Le Data Act : une étape clé dans l’accès et le partage des données des objets connectés

Les dernières années ont été marquées par une accélération de la régulation européenne en matière de données et de numérique. Après le RGPD[1], l’Union européenne a adopté plusieurs textes structurants, dont l’IA Act, le Data Governance Act[2], ou encore l’Espace européen des Données de Santé[3] visant à bâtir un environnement de confiance et d’innovation. Dans cette dynamique, le Data Act[4] s’impose comme une pierre angulaire : il fixe un cadre harmonisé pour l’accès, l’usage et le partage des données au sein du marché intérieur.

L’ambition du Data Act est double. D’une part, il cherche à instaurer une répartition plus équitable de la valeur créée par les données entre ceux qui les produisent, ceux qui les détiennent et ceux qui les exploitent. D’autre part, il vise à lever les barrières qui freinent la circulation et la réutilisation des données, pour stimuler l’innovation et la compétitivité européennes. Le texte entend aussi limiter les situations de dépendance économique ou technique, en particulier dans le secteur du cloud, et renforcer la souveraineté numérique de l’Union.

Un champ d’application et calendrier du Data Act

Le Data Act s’applique à l’ensemble des secteurs économiques de l’Union. Il couvre les données générées par l’utilisation de produits connectés et des services connexes, les relations contractuelles entre entreprises, l’accès par les pouvoirs publics en cas de besoin exceptionnel, et les conditions de portabilité dans le domaine des services de données. Il clarifie ainsi qui peut accéder aux données, dans quelles conditions, et avec quelles garanties.

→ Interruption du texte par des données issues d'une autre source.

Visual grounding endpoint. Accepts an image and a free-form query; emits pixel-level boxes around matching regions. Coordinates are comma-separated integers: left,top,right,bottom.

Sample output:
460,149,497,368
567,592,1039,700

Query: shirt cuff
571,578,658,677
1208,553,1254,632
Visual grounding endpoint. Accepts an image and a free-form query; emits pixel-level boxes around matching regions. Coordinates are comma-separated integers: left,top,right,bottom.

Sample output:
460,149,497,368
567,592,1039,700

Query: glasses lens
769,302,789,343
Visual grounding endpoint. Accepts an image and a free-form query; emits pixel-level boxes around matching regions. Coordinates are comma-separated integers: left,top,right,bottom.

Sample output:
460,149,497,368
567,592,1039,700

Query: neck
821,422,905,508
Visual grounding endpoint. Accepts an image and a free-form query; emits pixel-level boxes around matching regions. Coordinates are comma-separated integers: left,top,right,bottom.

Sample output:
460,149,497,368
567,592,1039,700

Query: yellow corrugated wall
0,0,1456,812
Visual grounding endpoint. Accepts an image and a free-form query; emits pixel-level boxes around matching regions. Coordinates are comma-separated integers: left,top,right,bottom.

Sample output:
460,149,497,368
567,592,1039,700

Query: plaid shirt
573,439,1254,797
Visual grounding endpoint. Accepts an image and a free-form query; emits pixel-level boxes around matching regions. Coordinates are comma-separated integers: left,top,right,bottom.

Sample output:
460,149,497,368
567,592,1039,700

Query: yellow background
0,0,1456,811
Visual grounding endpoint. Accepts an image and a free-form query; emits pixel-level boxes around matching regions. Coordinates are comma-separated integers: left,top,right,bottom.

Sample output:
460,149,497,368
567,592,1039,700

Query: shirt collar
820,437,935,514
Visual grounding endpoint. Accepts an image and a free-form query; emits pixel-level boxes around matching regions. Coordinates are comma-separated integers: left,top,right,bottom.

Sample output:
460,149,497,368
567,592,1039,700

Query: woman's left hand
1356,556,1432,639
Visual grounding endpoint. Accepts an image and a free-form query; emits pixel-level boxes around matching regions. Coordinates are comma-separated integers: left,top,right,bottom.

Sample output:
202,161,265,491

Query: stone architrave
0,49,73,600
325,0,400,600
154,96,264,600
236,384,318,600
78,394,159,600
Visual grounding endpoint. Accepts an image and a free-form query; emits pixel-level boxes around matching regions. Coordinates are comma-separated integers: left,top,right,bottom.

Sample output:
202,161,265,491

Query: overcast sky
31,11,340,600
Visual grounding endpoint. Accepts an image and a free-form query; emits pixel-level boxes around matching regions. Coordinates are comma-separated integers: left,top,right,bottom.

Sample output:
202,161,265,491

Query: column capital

Le règlement est applicable à partir du 12 septembre 2025 pour permettre aux acteurs économiques de se préparer. Une seconde étape est prévue au 12 septembre 2026, date à laquelle les produits mis sur le marché devront intégrer dès leur conception la possibilité d’accès aux données par l’utilisateur.

Les principales mesures

Le règlement introduit plusieurs règles structurantes, et notamment les suivantes :

(i) Accès par l’utilisateur à ses données : Les objets connectés et leurs services doivent permettre à l’utilisateur d’accéder facilement et gratuitement à toutes ses données, y compris les métadonnées, dans un format clair, sécurisé et directement utilisable quand c’est possible. L’utilisateur doit avoir été informé, avant la conclusion d’un contrat, notamment du type de données susceptibles d’être générées ainsi que des moyens d’y accéder, extraire les données ou les effacer[5]. Si l’utilisateur ne peut accéder directement auxdites données, les détenteurs de données doivent les rendre facilement accessibles. Enfin, si l’utilisateur ou une partie agissant pour son compte en fait la demande, le détenteur doit mettre les données facilement accessibles à la disposition d’un tiers[6]. L’objectif dudit règlement étant à cet effet de permettre à des services après-vente, tels que les réparateurs, de développer leur prestation (notamment en matière de réparation) afin de fournir des services concurrents à ceux réalisés par les fabricants.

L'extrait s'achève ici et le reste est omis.